Le premier ministre du Canada voudrait nous faire croire que l’idéologie qui a façonné Israël vise à lutter contre les préjugés anti-juifs. Mais, même lorsque l’antisémitisme était une force politique importante au Canada, le sionisme était surtout chauvin et colonialiste.

Le jour de l’indépendance d’Israël ce mois-ci, Justin Trudeau a prononcé un discours par vidéo à un rassemblement à Montréal et publié une déclaration pour marquer l’occasion. « Aujourd'hui, alors que nous célébrons l’indépendance d’Israël, nous réaffirmons également notre engagement à lutter contre l’antisémitisme et l’antisionisme », déclara le PM dans une rare référence par un haut dirigeant politique à l’idéologie de l’état d’Israël.

Les apologistes d’Israël lient souvent antisionisme et anti-judéité, mais c’est malhonnête. Le sionisme canadien s’est longtemps accommodé d’un certain sentiment anti-juif et n’a jamais été avant tout une idéologie contre ce préjugé.

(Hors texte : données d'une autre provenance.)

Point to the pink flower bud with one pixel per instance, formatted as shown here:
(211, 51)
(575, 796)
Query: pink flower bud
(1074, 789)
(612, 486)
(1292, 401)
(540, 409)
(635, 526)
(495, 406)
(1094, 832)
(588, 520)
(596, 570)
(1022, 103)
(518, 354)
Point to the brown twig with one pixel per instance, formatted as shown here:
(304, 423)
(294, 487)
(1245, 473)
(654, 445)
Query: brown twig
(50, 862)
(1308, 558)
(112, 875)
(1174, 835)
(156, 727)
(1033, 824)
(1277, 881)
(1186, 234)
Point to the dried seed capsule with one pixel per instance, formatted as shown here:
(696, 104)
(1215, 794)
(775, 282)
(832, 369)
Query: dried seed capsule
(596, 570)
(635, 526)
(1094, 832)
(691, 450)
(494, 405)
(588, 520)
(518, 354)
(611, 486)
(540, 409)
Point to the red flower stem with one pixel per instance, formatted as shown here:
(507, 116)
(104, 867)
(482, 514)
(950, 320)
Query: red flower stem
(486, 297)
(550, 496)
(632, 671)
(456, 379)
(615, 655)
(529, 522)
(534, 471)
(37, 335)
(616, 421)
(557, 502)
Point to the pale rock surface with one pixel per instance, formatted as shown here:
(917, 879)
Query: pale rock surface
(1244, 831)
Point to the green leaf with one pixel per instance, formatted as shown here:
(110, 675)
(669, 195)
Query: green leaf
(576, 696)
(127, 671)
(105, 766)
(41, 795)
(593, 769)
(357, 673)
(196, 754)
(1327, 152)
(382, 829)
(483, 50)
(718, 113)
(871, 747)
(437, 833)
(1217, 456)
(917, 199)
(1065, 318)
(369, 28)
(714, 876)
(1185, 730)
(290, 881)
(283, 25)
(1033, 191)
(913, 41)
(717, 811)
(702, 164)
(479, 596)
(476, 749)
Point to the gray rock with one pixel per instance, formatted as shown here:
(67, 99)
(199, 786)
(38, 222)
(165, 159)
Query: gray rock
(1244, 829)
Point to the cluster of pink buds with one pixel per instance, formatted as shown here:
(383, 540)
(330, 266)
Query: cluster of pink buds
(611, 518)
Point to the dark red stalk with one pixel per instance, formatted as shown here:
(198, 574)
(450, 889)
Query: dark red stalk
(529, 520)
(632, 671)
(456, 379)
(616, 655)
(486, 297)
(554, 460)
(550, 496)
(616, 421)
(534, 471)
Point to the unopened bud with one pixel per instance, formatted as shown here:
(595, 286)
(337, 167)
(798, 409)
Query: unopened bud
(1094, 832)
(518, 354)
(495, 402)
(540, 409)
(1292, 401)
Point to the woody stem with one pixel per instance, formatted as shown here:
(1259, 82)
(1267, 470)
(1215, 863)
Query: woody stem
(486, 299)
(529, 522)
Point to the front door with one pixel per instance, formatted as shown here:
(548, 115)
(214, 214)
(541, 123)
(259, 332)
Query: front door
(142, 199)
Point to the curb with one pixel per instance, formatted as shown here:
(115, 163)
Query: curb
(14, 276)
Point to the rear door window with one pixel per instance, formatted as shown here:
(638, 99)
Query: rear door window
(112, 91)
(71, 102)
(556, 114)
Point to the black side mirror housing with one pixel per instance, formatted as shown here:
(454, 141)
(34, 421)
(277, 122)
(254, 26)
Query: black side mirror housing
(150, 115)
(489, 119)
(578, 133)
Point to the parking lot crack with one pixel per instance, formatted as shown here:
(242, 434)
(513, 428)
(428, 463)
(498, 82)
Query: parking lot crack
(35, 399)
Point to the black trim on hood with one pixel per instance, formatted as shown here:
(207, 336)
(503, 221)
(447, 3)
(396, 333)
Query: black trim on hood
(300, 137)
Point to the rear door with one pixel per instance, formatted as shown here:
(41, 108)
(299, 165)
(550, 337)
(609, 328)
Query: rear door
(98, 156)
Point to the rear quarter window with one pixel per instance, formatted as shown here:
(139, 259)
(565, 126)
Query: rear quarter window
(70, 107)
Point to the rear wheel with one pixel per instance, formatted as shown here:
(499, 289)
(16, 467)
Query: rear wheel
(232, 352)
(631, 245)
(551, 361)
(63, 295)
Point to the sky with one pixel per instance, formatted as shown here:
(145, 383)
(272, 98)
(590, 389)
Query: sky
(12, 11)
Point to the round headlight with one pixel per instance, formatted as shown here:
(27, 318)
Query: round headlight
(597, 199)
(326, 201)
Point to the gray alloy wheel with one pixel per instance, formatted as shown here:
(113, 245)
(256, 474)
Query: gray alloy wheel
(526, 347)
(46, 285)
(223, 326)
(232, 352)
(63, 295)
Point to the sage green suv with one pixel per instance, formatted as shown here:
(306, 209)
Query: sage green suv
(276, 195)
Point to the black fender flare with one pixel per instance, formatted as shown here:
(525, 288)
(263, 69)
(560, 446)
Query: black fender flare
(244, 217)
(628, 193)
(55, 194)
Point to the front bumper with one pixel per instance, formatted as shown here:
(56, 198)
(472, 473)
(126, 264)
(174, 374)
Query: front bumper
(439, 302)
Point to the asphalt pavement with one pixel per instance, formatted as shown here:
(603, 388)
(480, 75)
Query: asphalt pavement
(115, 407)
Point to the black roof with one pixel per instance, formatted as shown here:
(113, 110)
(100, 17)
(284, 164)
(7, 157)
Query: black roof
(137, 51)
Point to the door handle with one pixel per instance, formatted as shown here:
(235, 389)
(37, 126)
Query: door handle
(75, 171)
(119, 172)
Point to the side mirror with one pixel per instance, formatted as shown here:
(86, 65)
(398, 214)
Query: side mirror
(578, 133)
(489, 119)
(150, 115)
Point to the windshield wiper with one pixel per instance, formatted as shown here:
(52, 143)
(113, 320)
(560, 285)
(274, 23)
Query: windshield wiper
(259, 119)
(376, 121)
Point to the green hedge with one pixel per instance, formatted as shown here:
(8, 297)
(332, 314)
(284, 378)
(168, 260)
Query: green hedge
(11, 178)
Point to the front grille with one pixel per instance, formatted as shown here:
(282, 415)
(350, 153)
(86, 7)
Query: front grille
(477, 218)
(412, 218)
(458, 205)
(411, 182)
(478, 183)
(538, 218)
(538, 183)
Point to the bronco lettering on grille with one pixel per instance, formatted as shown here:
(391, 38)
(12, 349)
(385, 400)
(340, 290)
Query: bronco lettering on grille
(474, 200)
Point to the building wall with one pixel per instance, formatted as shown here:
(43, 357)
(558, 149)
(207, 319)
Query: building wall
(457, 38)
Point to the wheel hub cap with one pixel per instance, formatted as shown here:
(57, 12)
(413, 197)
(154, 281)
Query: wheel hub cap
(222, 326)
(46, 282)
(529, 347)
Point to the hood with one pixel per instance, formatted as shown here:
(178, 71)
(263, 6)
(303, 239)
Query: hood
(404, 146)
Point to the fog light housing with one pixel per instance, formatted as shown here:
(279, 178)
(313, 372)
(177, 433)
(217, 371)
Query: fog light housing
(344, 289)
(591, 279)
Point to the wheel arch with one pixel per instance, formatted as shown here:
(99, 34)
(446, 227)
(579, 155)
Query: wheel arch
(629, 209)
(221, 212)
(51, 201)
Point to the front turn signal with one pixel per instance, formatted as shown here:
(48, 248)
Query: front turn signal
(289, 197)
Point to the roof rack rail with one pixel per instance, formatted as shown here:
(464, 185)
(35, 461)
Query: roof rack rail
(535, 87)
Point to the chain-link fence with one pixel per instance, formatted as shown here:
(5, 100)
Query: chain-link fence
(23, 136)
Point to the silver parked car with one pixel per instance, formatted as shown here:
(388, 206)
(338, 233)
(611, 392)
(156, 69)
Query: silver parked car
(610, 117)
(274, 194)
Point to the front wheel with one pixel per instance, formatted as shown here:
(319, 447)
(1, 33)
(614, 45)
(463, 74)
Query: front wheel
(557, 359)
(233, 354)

Quand l’antisémitisme était une force sociale conséquente au Canada il n’était pas rare que des politiciens anti-juifs soutiennent le sionisme. Lors d’un discours de juillet 1922 à la Fédération sioniste du Canada, le premier ministre Mackenzie King, un antisémite avéré, « ne tarit pas d’éloges pour le sionisme, » explique David Bercuson dans Canada and the Birth of Israel. King avait déclaré aux participants que leurs aspirations étaient « en harmonie » avec les plus grands idéaux de l’ « Anglais ». Selon  Zachariah Kay dans Canada and Palestine: The Politics of Non-Commitment, le premier ministre de longue date d’Alberta E.C. Manning « a permis que son nom soit associé au Comité Palestine canadien [organisation sioniste canadienne pré-Israël], mais était connu pour des déclarations antisémites sur son émission « retour à la bible » du dimanche à la radio.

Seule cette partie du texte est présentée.